Dust in the Solar System

Eberhard Grün Max-Planck-Institut für Kernphysik, Postfach 103980, D-69117 Heidelberg, Germany

Interplanetary dust is the small-size tail of the meteoroid distribution which itself continues seamless into even bigger objects populations, i.e asteroids and comets. Interplanetary bodies are genetically connected via mutual collisions that results in cratering and fragmentation. There is a continuous flow of matter from bigger meteoroids into smaller ones. The collisional life times depend on the size of the objects and on the distance from the sun (e.g. mm-sized meteoroids will be collisionally disrupted at 1 AU within about 10,000 years). Transport of meteoroids in space by the Poynting-Robertson effect becomes increasingly more important for smaller meteoroids.

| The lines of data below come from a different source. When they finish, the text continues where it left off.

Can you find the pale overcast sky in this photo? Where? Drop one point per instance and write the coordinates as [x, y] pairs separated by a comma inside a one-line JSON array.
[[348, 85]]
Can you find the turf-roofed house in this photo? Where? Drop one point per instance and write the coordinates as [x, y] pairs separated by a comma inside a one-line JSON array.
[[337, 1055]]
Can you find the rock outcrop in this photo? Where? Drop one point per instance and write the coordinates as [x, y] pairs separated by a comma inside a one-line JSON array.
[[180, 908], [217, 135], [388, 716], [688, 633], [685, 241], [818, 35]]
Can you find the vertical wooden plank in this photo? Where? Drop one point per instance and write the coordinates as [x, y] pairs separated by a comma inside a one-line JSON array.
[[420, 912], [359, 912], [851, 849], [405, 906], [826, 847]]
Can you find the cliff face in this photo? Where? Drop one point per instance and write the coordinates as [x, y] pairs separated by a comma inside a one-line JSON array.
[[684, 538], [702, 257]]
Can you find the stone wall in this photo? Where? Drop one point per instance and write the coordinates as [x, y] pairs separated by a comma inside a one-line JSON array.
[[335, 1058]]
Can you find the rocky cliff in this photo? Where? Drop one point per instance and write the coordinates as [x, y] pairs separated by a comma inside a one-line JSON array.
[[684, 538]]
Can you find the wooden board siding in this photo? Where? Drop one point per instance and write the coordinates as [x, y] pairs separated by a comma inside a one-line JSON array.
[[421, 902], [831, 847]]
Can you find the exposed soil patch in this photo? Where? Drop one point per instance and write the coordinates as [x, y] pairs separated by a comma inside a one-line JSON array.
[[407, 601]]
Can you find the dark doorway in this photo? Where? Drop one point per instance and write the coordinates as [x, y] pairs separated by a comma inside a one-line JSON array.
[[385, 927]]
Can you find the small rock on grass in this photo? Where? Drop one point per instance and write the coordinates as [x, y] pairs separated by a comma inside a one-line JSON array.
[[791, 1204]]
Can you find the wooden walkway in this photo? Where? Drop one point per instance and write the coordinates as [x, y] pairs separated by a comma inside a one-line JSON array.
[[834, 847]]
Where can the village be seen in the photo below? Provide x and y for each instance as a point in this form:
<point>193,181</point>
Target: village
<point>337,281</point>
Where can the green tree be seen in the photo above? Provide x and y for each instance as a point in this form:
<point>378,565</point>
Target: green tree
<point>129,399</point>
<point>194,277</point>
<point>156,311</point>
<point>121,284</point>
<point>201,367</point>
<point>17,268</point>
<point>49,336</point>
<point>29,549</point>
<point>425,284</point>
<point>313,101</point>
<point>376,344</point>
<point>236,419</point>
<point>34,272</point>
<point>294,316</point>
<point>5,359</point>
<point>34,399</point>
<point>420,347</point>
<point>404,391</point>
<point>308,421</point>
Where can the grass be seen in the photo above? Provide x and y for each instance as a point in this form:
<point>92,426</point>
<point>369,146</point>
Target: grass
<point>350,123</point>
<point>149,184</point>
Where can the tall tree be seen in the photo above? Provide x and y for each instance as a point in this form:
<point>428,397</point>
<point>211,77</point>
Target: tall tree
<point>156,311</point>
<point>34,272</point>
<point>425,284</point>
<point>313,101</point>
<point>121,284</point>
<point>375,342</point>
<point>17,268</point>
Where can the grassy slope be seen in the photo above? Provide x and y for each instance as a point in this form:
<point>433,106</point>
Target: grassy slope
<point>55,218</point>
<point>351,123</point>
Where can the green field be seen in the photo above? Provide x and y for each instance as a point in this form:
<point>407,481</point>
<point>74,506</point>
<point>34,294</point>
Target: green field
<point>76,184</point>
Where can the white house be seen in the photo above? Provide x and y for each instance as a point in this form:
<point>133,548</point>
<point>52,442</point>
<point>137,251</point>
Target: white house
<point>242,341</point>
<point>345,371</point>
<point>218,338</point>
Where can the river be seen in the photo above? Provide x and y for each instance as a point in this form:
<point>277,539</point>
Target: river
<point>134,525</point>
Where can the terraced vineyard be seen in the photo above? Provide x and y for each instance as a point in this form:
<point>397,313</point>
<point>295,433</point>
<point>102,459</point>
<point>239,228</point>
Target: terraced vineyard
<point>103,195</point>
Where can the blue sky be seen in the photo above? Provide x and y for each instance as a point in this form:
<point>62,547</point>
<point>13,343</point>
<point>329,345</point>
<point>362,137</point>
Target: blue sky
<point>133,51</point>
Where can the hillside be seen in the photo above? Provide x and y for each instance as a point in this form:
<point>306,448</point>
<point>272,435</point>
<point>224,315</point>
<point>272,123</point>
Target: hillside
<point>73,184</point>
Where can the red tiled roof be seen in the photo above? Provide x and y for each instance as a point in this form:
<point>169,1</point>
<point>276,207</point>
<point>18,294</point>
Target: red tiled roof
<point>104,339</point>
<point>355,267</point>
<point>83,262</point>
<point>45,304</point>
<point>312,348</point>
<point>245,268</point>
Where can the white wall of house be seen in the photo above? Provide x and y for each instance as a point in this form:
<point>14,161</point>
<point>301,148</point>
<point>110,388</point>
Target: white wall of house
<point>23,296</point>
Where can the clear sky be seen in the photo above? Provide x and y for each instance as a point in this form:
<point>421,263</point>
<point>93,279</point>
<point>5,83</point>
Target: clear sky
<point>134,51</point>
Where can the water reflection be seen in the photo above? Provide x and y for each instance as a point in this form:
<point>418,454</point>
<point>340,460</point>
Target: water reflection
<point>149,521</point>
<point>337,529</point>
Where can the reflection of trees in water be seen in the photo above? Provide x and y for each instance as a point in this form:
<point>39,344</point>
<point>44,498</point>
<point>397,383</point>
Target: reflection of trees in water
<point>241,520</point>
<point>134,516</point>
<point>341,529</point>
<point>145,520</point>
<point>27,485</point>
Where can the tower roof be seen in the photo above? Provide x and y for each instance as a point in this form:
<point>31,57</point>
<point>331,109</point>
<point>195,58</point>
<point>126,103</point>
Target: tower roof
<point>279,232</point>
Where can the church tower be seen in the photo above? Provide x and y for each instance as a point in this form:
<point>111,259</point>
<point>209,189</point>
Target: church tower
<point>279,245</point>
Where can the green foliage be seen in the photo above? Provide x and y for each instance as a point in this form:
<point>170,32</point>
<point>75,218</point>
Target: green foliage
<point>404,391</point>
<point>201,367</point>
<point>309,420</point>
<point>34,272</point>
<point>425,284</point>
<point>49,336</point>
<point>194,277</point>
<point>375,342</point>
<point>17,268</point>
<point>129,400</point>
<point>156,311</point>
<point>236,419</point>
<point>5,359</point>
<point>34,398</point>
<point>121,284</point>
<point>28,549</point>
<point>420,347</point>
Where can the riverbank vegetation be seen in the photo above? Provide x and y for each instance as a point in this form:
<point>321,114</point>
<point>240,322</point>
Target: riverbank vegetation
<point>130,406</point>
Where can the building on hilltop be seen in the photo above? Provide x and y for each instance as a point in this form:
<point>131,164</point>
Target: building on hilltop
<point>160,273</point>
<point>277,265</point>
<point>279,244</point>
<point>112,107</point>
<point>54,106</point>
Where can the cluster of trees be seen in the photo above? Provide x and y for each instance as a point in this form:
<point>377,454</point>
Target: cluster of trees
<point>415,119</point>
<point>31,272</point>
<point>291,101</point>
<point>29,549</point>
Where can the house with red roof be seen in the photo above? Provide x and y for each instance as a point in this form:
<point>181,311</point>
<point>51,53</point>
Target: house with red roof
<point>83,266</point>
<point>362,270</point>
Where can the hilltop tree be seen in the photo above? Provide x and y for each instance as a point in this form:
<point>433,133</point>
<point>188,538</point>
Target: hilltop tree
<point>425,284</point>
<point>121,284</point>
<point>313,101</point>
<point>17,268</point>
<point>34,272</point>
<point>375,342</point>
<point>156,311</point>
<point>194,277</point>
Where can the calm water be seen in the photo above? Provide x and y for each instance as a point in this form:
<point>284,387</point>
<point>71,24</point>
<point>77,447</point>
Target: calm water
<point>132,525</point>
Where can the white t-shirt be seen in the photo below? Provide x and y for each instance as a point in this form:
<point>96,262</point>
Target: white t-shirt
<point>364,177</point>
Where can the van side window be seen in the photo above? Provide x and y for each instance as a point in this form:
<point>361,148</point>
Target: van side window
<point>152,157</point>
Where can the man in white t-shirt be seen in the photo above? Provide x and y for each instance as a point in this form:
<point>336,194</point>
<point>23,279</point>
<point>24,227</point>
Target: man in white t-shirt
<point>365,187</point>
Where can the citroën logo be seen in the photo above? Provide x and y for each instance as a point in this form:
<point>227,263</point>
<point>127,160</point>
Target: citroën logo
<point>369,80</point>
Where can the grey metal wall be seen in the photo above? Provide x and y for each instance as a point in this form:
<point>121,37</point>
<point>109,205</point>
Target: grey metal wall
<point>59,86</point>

The life times of micrometeoroids with sizes smaller than about 0.1 mm are determined by the Poynting-Robertson effect which causes them to spiral towards the sun and to sublimate before they
can be destroyed by a collision. Contrary to bigger meteoroids which are controlled by gravitational interactions dynamics of submicron-sized particles is dominated by radiation pressure and by electromagnetic interactions with the interplanetary magnetic field. Three distinctly different populations of dust particles have been identified in the solar system which contribute to the interplanetary meteoroid complex. In the inner solar system, out to about 3 AU, zodiacal dust particles orbit the sun on low inclination (i < 30 deg.) and moderate eccentricity (e < 0.6) orbits. Their spatial density falls off with approximately the inverse of the solar distance. Their sources are comets and asteroids. Interstellar grains of about 10-13 g in mass dominate in the outer solar system. It is found that these interstellar dust grains penetrate the solar system undepleted at least down to 1.3 AU from the sun and that they contribute about 30% of the total dust flux observed there. Periodic streams of tenth-micron sized dust particles originating from within the jovian system have been observed within a distance of about 2 AU from Jupiter.